Eröffnung der Station 5 novembre 1910 (≈ 1910)
Einweihung mit Linie 7 (Opéra-Porte de la Villette)
29 mai 1978
Erster Schutz
Erster Schutz 29 mai 1978 (≈ 1978)
Registrierung für historische Denkmäler
12 février 2016
Erneuerung des Schutzes
Erneuerung des Schutzes 12 février 2016 (≈ 2016)

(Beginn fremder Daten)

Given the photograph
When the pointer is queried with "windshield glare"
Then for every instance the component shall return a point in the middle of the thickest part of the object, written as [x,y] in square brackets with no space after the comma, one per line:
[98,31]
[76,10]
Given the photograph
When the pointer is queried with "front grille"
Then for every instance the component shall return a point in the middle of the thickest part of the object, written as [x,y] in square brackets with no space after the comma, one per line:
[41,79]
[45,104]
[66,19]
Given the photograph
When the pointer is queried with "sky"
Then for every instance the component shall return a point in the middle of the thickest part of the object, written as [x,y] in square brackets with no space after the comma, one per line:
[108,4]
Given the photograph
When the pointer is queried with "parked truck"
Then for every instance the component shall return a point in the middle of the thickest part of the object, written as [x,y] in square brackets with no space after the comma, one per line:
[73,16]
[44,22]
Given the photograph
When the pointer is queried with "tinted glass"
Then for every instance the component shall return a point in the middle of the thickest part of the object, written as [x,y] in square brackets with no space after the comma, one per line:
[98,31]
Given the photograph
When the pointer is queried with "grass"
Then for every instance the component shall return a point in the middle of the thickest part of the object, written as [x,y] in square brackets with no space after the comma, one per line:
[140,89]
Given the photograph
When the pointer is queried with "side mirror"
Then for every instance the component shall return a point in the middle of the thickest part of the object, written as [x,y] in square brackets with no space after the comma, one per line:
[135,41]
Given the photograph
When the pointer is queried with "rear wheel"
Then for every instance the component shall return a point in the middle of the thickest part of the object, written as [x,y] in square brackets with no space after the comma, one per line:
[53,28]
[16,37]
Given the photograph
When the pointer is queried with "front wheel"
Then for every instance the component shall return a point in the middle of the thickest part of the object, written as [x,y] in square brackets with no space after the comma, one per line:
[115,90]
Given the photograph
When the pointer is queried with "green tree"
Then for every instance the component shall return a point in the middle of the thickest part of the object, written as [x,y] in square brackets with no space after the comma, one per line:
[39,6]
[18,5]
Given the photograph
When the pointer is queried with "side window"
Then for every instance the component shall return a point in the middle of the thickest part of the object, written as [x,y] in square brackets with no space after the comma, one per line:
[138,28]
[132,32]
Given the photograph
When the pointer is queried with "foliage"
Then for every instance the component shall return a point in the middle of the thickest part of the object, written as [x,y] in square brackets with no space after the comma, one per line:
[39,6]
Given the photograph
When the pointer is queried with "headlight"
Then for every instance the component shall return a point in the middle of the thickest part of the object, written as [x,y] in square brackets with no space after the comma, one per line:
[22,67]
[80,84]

Neuer Klassifikationsauftrag
Aujourd'hui
Aujourd'hui
Aujourd'hui Aujourd'hui (≈ 2025)
Position de référence.
Kennzahlen
Hector Guimard - Architekt
Schöpfer der Jugendstil-Fahrzeuge
Frères Cadet (Jacques et Jean) - Royal Gardens
Besitzer des "geschlossenen Cadet"
Hervé Mathieu-Bachelot - Moderne Künstlerin
Autor des Mosaiks *Licht in shrapnel* (1982)
Ursprung und Geschichte
Das Guimard-Gebäude am Bahnhof Cadet ist ein emblematisches Element der Pariser U-Bahn, entworfen vom Architekten Hector Guimard im Jugendstil. Das Hotel liegt an der Ecke der La Fayette Street und Cadet Street in der 9. Arrondissement, ist es der einzigartige Zugang zum Bahnhof geöffnet am 5. November 1910, als der erste Abschnitt der Linie 7 zwischen Opéra und Porte de la Villette in Betrieb kam. Dieses in historischen Denkmälern seit 1978 eingeschriebene Stück symbolisiert die visuelle Identität der Eingänge der Pariser U-Bahn zu Beginn des zwanzigsten Jahrhunderts, obwohl die meisten von ihnen jetzt verschwunden sind.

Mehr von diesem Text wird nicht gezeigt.